Portions of Highway 93 that most closely flank the Whitefish Range exude a Glacier-like ambience, one that warrants further scrutiny. Hikers will be delighted to learn that pure stands of alpine larch exist near the summit of Nasukoin Mountain, the highest peak in the Whitefish Range, as well as the Ten Lakes Scenic Area, roughly one mile north of Bluebird Lake, via the Ten Lakes Loop trail.
If, heaven forbid, you could devote only two days to larch hunting, I recommend that you divide your time equally between the North Fork area in Glacier and the stunning Seeley-Swan valley. Nestled between the Swan Range on the east and the Mission Mountains to the west, Montana Highway 83 follows the Swan and Clearwater rivers from Bigfork to Clearwater Junction, which is 33 miles east of Missoula on MT 200. Roadside views of the high country are rare along this route, so savor the drive through tall timber. This region is revered by fall-foliage enthusiasts for good reason.

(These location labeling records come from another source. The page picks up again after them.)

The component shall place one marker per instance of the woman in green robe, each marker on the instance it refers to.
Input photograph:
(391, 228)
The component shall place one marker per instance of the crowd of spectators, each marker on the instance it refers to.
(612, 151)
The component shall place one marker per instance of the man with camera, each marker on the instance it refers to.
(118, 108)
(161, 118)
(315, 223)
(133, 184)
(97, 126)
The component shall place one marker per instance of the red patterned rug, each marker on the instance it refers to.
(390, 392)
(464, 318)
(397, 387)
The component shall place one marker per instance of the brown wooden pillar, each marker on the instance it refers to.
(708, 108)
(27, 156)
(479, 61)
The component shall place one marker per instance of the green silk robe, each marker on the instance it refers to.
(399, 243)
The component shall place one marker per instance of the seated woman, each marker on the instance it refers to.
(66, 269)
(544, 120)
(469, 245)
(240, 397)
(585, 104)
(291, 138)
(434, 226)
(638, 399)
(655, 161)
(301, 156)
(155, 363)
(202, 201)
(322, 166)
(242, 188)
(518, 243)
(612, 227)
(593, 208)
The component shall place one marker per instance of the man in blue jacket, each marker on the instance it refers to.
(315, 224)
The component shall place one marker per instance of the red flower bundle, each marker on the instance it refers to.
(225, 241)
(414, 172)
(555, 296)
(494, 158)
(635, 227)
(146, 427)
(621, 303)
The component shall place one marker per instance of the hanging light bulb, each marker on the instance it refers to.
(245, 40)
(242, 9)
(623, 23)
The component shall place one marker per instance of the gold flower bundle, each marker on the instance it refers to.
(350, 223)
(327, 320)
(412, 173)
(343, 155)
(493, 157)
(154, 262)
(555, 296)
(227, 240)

As it traverses this picturesque valley from Bigfork south to Seeley Lake, Highway 83 gradually gains approximately 1,200 feet in elevation. From north to south, western larches also become increasingly numerous along this corridor and, at the time of our visit (October 30, 2020), exhibited a corresponding progression in their proximity to peak color. Landscape photographers should take advantage of pullouts at mile markers 57 and 44, which afford excellent views of the highest peaks in the Swan Range. From the latter pullout to mile markers 40-41, timber opens up more frequently, thus providing impressive glimpses of the Swans to the east and Mission Mountains to the west, which compete alternately and with good effect for your attention.
Fall-foliage aficionados will regard the southernmost third of Highway 83 and, particularly, the James Girard Memorial Grove as the capstone of an excursion to the Seeley-Swan valley. One of the finest old-growth larch forests in the United States, the Girard Grove is located at the outlet of Seeley Lake. From mile marker 14, turn right on to Boy Scout Road. After 2.4 miles, you will cross a bridge, where Seeley Lake empties into the Clearwater River. Shortly thereafter, a small pullout is available on the left, near a couple of interpretive signs, which identify the Girard Memorial Grove.

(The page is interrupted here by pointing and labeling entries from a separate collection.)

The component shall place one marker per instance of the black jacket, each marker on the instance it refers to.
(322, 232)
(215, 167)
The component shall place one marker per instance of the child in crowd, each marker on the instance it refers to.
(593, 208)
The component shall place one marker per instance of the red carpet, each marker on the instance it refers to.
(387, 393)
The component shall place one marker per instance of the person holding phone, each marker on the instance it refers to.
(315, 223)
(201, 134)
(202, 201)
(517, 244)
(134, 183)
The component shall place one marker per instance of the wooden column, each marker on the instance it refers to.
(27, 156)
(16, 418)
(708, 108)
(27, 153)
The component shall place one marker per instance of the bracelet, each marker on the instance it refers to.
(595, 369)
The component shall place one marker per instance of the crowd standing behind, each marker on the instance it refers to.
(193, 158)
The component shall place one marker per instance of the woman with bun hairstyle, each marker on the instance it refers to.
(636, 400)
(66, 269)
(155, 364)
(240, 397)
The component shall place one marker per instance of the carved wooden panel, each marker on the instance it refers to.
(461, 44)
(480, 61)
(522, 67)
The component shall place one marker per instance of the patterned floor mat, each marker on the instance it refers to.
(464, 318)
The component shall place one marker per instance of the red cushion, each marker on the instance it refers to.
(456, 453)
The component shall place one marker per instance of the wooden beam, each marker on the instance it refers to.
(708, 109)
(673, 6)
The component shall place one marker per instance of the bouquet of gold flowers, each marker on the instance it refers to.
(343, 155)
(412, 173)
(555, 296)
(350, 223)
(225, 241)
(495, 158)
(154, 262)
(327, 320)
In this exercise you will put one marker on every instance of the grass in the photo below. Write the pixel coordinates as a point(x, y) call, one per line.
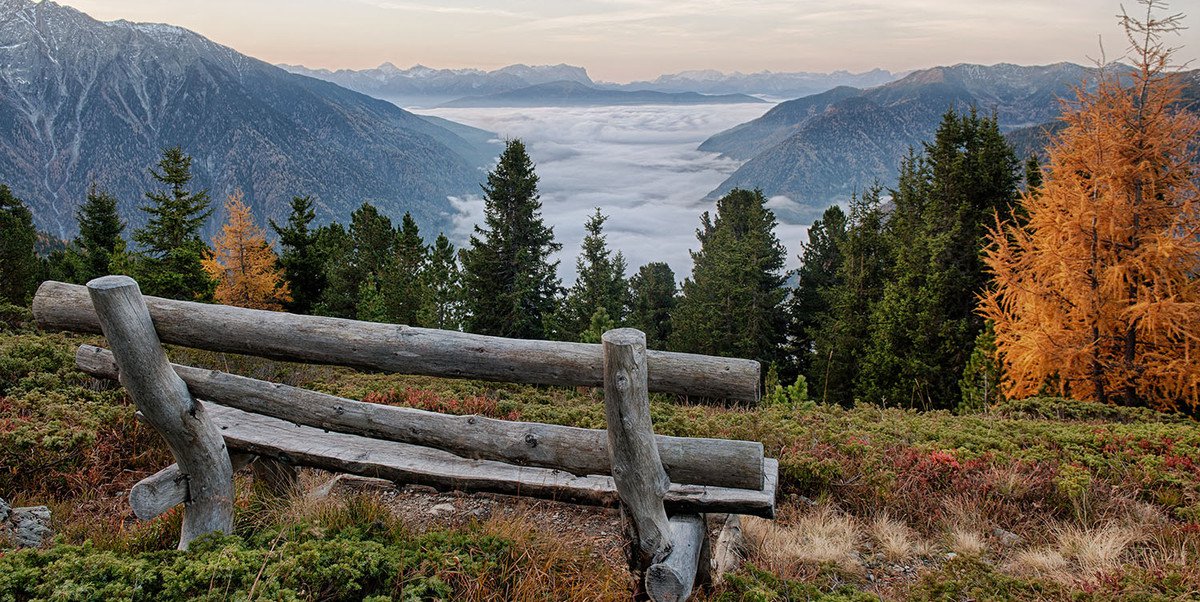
point(1104, 501)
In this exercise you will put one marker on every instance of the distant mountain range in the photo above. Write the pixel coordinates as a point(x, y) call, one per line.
point(424, 86)
point(574, 94)
point(84, 101)
point(820, 149)
point(765, 83)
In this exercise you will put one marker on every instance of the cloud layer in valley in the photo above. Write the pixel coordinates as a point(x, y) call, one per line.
point(639, 164)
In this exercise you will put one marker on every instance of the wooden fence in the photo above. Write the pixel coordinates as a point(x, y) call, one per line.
point(664, 485)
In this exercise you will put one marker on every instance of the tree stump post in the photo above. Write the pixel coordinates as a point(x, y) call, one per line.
point(636, 467)
point(167, 404)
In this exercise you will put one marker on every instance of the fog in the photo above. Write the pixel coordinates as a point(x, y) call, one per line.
point(639, 164)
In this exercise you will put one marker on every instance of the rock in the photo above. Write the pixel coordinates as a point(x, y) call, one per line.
point(1007, 539)
point(441, 509)
point(31, 525)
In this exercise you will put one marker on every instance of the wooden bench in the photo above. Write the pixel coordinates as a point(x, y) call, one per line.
point(215, 422)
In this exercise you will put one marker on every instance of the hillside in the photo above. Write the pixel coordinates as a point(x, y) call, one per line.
point(822, 148)
point(1036, 500)
point(84, 101)
point(574, 94)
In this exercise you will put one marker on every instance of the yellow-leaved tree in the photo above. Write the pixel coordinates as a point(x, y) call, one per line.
point(243, 263)
point(1097, 287)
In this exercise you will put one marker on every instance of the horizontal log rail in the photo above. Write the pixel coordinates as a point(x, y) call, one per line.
point(580, 451)
point(400, 349)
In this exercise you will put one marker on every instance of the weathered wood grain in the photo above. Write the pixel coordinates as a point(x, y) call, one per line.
point(403, 463)
point(672, 579)
point(636, 465)
point(165, 401)
point(580, 451)
point(401, 349)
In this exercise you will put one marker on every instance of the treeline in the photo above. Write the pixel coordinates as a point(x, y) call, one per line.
point(976, 276)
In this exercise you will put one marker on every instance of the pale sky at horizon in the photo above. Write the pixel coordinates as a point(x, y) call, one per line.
point(627, 40)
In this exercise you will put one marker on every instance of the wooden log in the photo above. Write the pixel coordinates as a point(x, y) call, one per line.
point(636, 465)
point(163, 399)
point(402, 463)
point(730, 543)
point(672, 579)
point(167, 488)
point(580, 451)
point(401, 349)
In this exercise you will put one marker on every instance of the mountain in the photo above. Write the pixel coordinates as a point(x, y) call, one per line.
point(765, 83)
point(425, 86)
point(84, 101)
point(574, 94)
point(820, 149)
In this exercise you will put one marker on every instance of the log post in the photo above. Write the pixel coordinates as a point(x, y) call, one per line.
point(168, 407)
point(672, 579)
point(636, 465)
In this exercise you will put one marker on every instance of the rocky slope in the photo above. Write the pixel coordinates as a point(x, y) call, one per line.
point(84, 101)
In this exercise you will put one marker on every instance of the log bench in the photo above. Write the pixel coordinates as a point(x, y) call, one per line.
point(216, 422)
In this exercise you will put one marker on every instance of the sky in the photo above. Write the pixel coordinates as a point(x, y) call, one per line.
point(630, 40)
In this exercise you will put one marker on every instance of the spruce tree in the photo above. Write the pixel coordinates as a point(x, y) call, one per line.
point(100, 234)
point(172, 248)
point(841, 338)
point(731, 305)
point(809, 302)
point(301, 258)
point(443, 287)
point(599, 284)
point(18, 260)
point(511, 287)
point(653, 296)
point(403, 281)
point(927, 320)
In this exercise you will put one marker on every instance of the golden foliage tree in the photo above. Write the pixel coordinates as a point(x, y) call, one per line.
point(243, 263)
point(1097, 295)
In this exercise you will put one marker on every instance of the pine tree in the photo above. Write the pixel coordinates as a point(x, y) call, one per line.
point(925, 323)
point(243, 264)
point(841, 339)
point(403, 284)
point(653, 294)
point(511, 287)
point(809, 302)
point(18, 260)
point(443, 286)
point(600, 282)
point(1097, 294)
point(731, 305)
point(304, 265)
point(100, 234)
point(172, 248)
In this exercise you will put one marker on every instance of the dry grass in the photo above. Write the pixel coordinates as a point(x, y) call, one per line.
point(895, 540)
point(819, 537)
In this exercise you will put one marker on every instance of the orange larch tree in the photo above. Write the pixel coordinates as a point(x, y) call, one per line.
point(1097, 294)
point(243, 263)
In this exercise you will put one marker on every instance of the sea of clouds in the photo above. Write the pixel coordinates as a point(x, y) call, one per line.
point(639, 164)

This arboreal cathedral inspires contemplation, reflection, even introspection. Here you stand among giants that have silently witnessed centuries of human activity. The largest of these trees, known locally as “Gus,” is recognized officially in the National Register of Champion Trees as the largest western larch in America. The 153-foot-tall, snaggle-toothed patriarch of the Girard Grove has a diameter of 7 feet, 3 inches and circumference of 22 feet, 9 inches. It is believed to be approximately 1,000 years old.

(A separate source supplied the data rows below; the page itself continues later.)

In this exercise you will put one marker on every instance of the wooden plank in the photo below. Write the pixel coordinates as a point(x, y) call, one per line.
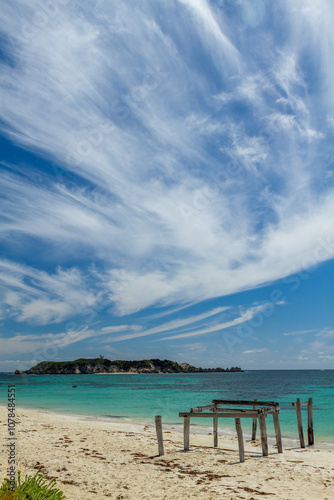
point(278, 432)
point(186, 432)
point(158, 428)
point(254, 422)
point(300, 424)
point(201, 408)
point(215, 430)
point(240, 440)
point(240, 402)
point(235, 414)
point(310, 433)
point(241, 410)
point(264, 437)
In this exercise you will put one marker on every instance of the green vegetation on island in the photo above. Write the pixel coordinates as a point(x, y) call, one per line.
point(103, 365)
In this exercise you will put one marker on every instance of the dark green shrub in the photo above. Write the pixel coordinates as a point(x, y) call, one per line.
point(37, 487)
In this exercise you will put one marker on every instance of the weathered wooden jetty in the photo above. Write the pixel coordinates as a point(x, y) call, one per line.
point(217, 410)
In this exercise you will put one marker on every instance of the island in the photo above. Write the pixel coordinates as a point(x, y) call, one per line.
point(102, 365)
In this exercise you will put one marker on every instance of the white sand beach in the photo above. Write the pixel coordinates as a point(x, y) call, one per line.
point(100, 460)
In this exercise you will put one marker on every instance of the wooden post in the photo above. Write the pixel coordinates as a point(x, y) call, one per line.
point(278, 431)
point(263, 430)
point(300, 424)
point(215, 430)
point(186, 432)
point(240, 440)
point(254, 423)
point(158, 428)
point(310, 433)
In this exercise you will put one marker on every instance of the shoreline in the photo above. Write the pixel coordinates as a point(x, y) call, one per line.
point(102, 459)
point(228, 430)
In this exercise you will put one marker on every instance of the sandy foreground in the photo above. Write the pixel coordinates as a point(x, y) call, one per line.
point(98, 459)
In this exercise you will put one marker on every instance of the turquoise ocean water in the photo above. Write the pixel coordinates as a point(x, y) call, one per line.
point(141, 397)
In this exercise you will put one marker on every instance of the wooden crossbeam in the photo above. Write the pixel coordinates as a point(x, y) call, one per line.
point(246, 403)
point(234, 414)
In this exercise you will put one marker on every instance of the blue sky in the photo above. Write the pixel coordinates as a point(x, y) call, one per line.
point(167, 182)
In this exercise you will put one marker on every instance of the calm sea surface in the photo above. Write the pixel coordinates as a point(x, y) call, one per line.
point(141, 397)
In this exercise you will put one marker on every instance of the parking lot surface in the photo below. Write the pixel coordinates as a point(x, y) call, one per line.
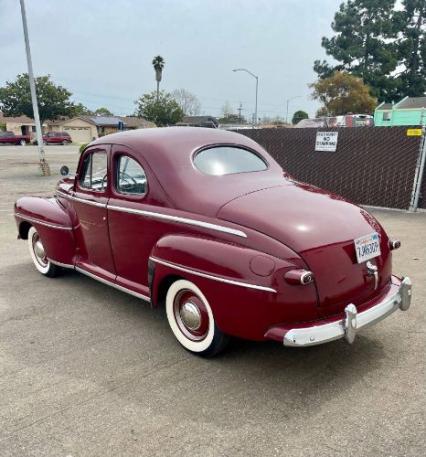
point(86, 370)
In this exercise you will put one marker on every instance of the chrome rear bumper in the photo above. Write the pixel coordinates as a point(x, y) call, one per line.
point(353, 322)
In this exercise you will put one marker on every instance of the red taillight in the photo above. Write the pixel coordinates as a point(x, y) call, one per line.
point(394, 244)
point(301, 277)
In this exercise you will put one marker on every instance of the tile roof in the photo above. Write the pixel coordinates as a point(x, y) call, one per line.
point(412, 102)
point(18, 119)
point(384, 106)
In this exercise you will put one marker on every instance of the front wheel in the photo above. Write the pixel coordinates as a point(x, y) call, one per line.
point(191, 320)
point(38, 255)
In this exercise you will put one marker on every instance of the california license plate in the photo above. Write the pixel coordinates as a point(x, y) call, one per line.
point(367, 247)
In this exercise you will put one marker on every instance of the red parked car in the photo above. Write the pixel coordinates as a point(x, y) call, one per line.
point(11, 138)
point(206, 222)
point(57, 138)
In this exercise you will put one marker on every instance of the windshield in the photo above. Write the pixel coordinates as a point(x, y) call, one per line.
point(225, 160)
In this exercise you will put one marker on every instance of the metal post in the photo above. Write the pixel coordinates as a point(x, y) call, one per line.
point(43, 162)
point(420, 171)
point(255, 106)
point(288, 101)
point(257, 87)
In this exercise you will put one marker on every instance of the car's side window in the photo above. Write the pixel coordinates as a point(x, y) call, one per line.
point(94, 175)
point(131, 177)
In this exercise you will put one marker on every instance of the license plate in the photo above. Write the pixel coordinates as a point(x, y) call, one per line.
point(367, 247)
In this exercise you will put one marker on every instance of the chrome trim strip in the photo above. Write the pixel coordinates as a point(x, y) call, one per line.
point(38, 221)
point(81, 200)
point(60, 264)
point(112, 284)
point(319, 334)
point(214, 278)
point(178, 219)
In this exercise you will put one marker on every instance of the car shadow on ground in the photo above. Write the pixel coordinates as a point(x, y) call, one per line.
point(307, 377)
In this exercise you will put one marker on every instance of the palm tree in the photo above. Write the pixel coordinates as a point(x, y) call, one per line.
point(158, 64)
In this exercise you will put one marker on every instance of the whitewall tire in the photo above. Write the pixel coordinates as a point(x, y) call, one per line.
point(191, 319)
point(38, 255)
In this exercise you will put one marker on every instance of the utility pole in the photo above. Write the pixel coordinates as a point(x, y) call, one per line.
point(288, 101)
point(257, 89)
point(239, 111)
point(44, 166)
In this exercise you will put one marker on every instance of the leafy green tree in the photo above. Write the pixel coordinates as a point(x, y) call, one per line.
point(343, 93)
point(298, 116)
point(411, 48)
point(78, 109)
point(158, 64)
point(102, 112)
point(53, 100)
point(163, 110)
point(364, 45)
point(231, 118)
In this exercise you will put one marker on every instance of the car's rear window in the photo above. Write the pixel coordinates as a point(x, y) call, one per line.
point(225, 160)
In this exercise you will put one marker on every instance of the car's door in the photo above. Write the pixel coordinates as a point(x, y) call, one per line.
point(132, 233)
point(90, 200)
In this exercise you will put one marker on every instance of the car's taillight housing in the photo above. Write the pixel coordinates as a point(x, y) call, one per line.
point(300, 277)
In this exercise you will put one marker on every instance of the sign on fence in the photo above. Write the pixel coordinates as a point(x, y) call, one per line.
point(414, 132)
point(326, 141)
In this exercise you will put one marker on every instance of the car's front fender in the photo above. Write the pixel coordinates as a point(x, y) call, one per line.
point(53, 224)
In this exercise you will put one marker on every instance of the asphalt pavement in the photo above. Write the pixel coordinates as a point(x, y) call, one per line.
point(86, 370)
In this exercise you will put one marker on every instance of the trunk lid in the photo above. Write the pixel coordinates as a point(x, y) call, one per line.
point(321, 227)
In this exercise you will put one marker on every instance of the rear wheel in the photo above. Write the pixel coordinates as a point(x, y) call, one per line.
point(191, 320)
point(38, 255)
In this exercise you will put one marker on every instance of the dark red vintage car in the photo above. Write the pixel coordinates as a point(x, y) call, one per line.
point(206, 222)
point(11, 138)
point(56, 138)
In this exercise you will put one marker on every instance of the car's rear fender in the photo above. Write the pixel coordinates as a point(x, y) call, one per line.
point(245, 288)
point(53, 224)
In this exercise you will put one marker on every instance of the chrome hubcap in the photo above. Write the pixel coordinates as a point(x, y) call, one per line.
point(39, 251)
point(190, 315)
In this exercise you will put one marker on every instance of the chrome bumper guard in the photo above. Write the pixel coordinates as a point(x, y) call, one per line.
point(353, 321)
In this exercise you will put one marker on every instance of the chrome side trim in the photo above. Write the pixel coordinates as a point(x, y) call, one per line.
point(353, 321)
point(112, 284)
point(180, 220)
point(38, 221)
point(60, 264)
point(81, 200)
point(213, 277)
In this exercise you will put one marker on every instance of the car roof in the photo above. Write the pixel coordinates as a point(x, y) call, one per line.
point(169, 150)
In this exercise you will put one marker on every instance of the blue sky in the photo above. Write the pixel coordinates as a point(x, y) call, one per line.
point(102, 50)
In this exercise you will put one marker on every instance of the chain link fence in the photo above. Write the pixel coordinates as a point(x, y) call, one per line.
point(371, 165)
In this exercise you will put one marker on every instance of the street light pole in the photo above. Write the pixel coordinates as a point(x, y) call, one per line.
point(257, 88)
point(43, 162)
point(288, 101)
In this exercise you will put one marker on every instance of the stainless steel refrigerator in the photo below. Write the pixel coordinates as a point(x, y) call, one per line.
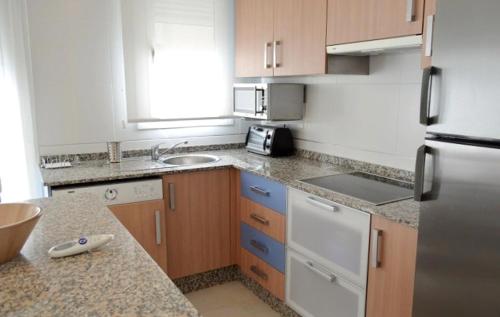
point(458, 168)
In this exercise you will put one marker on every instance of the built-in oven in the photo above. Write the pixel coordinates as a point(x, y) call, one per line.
point(269, 101)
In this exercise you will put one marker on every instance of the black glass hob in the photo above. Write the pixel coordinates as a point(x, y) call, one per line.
point(371, 188)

The Holy Grail for leaf peepers is, of course, foliage at peak color. The time at which it occurs, unfortunately, is impossible to predict with absolute precision. Western larches usually peak at some point during the second half of October. To tilt the odds of witnessing this great crescendo of color in your favor, carefully monitor foliage reports and weather conditions for areas that you plan to visit during the weeks immediately before your intended departure. If circumstances allow you to exercise flexibility in scheduling or, if need be, rescheduling your itinerary, do so accordingly. If you follow this strategy and are blessed by the proverbial weather gods, you may ultimately conclude that nothing is so close to Heaven on Earth as the Northern Rockies in fall.